Créée en 1998, la prison de Bollé compte aujourd’hui 122 détenues dont 108 majeures et 14 mineures, a indiqué sa directrice, Mme Maïga Hadiata Maïga, avant de préciser que ce centre s’inscrit dans la politique carcérale du gouvernement initiée depuis 1991. De ce fait, plusieurs missions lui ont été confiées parmi lesquelles la détention et la protection des détenues ou la prise en charge médicale. Devant le ministre, la directrice du centre de Bollé a elle aussi évoqué les difficultés auxquelles son centre est confronté. Il s’agit, entre autres, de la pénurie d’eau, du manque de médicaments, de formateurs dans les ateliers, de véhicules d’évacuation.
Le directeur national de l’administration pénitentiaire et de l’éducation surveillée (DNAPES), Ibrahim Tounkara, après avoir salué la présence du ministre, a évoqué quelques unes des activités menées courant 2017 parmi lesquelles il a cité l’organisation à Ségou d’une conférence à laquelle ont pris part 59 acteurs sur le thème : l’humanisation de nos prisons. Il a également parlé de la construction d’une nouvelle Maison d’arrête de Bamako dont le financement, estimé à environ 9 milliards de F CFA, est entièrement assuré par l’Etat malien.
Ladite infrastructure, une fois terminée, poura accueillir 2500 détenus, précisera M. Tounkara. Ce qui, a-t-il ajouré, résoudra la problématique du surpeuplement des prisons.
Cependant le directeur national de l’administration pénitentiaire et de l’éducation surveillée a souligné quelques difficultés, notamment la lenteur judiciaire, principal cause du surpeuplement des prisons. Il a demandé au ministre de faire des plaidoyers auprès des autorités pour qu’une solution soit trouvée à ce problème.

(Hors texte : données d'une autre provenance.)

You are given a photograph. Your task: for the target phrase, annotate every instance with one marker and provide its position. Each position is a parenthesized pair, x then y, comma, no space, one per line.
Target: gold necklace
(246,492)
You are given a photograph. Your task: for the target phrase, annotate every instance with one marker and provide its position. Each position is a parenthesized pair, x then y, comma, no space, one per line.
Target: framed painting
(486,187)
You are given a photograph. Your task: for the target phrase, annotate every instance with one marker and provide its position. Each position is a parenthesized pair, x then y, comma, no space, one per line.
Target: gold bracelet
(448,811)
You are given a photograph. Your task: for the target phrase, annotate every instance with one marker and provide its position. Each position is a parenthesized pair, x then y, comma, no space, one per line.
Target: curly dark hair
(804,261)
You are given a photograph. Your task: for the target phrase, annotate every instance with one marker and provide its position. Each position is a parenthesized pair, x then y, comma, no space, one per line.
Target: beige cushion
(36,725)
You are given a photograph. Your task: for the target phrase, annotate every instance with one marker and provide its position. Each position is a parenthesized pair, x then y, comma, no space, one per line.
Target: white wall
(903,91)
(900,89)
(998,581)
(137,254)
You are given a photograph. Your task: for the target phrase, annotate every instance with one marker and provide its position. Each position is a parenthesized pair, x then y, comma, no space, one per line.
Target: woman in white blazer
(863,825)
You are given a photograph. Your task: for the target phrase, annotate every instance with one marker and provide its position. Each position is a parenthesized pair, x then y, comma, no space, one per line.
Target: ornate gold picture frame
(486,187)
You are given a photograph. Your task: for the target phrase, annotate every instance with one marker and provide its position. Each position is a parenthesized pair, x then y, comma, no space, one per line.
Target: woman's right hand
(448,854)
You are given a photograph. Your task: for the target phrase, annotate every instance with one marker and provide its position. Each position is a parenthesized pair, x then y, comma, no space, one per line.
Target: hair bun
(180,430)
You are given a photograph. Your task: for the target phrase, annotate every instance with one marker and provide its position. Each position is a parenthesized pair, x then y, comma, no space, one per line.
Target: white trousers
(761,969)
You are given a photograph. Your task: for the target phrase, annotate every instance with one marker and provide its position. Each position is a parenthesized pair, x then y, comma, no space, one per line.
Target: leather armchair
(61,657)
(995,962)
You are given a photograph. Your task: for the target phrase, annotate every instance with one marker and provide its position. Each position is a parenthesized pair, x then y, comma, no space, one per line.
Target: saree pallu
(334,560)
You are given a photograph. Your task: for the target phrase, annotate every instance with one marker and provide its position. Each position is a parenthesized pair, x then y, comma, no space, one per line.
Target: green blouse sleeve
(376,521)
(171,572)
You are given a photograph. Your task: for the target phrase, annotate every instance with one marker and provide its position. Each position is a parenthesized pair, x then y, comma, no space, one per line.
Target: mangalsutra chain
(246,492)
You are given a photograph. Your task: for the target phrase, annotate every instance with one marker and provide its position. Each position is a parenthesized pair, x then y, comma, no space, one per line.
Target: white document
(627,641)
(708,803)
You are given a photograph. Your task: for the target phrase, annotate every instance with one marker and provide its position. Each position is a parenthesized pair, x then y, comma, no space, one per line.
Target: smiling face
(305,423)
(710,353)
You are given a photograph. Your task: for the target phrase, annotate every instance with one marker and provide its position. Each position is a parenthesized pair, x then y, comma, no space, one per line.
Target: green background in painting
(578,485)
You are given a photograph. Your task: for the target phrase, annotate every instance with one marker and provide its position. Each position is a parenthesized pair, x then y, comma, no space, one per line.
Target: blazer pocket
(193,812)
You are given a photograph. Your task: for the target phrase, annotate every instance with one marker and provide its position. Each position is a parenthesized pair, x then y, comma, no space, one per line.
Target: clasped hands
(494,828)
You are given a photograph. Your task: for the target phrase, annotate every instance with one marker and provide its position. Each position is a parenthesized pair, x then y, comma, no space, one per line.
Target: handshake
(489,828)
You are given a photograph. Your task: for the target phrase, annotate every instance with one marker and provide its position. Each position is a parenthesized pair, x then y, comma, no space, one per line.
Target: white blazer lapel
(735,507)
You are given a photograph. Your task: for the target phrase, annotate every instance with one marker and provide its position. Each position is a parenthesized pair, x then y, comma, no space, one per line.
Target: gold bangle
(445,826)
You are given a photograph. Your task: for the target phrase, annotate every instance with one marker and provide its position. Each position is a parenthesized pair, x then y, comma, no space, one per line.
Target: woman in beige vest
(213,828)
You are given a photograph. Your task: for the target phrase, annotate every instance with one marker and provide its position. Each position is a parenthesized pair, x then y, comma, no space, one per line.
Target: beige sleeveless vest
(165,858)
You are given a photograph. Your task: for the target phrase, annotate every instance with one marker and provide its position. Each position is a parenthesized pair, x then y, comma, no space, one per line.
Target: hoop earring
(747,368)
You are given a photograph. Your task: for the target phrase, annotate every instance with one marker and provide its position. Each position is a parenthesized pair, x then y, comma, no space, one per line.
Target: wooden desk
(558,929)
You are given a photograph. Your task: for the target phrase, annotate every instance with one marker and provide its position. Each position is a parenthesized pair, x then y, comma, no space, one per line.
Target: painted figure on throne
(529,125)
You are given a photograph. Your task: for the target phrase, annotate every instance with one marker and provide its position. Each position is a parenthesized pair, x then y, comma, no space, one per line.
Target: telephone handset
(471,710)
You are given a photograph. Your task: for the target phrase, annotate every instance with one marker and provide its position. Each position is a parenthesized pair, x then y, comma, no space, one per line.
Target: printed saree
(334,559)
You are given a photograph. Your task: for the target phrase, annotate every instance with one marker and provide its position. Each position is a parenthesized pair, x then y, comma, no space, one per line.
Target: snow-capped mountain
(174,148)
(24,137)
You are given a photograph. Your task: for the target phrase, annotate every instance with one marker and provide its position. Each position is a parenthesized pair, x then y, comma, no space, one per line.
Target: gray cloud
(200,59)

Le ministre des Droits de l’Homme dit avoir pris note et a promis de faire de tout son possible pour résoudre ces difficultés.
Me Kadidia Sangaré Coulibaly a déclaré qu’elle a justement choisi la journée du 8 mars, pour venir s’enquérir des conditions d’incération des femmes. Selon elle, les détenues également ont des droits qu’il faut préserver et respecter.
Pour faire face au problème du surpeuplement dû en grande partie à cette lenteur des jugements, le ministre a demandé à la directrice du centre de consulter, par exemple, les associations juridiques ou les cabinets d’avocat qui peuvent assister les détenues, surtout celles qui sont en manque d’avocats pour leur défense. Pour terminer le ministre a promis aux femmes de Bollé de venir très souvent désormais les voir. La visite a pris fin par la remise d’un don au centre.